На протяжении 1990–2000-х писатель не уставал повторять, что современные читатели мало интересуются поэзией, что позиция культурного героя в медиа узурпирована мифологизированными поп- и рок-звездами, а логоцентрическая цивилизация отступает под натиском визуальных практик. По его убеждению, в постиндустриальной современности поэты утратили роль «магических манипуляторов словом», которую они сохраняли с конца XIX века. Соответственно, в массовом обществе «статус и возможности поэзии включаться в актуальные социокультурные процессы и быть притом услышанной почти трагически уменьшилась и критически сократилась – как, впрочем, и всей серьезной литературы» («И пожрала… но не до конца! Не до конца?»). Особенно же скверной, по его мнению, была ситуация в России, где ностальгия старших поколений интеллигенции по временам «стадионной поэзии» оказалась соединена с отсутствием необходимой социальной и институциональной инфраструктуры:
…<Еще одна зона реальной активности поэзии –> специфическая поэзия, ориентированная на университетско-академическую среду, вроде американской «language school», имеющая своих читателей в интеллектуальных студенческо-академических кругах.

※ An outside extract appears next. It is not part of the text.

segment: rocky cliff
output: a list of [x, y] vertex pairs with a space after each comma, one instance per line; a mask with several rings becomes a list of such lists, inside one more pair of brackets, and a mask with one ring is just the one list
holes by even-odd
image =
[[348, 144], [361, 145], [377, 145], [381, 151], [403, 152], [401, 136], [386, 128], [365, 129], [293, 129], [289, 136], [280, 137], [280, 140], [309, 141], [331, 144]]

Однако при нынешней неразвитости этой среды у нас, слабом ее влиянии на социокультурные процессы в стране, ее невысокой престижности и финансовой несостоятельности и вообще почти воинствующем антиинтеллектуализме в обществе понятно, что подобная поэзия вряд ли может иметь у нас достаточную аудиторию, существенно разнившуюся бы с аудиторией поэзии традиционной («Утешает ли нас это понимание?», 2003).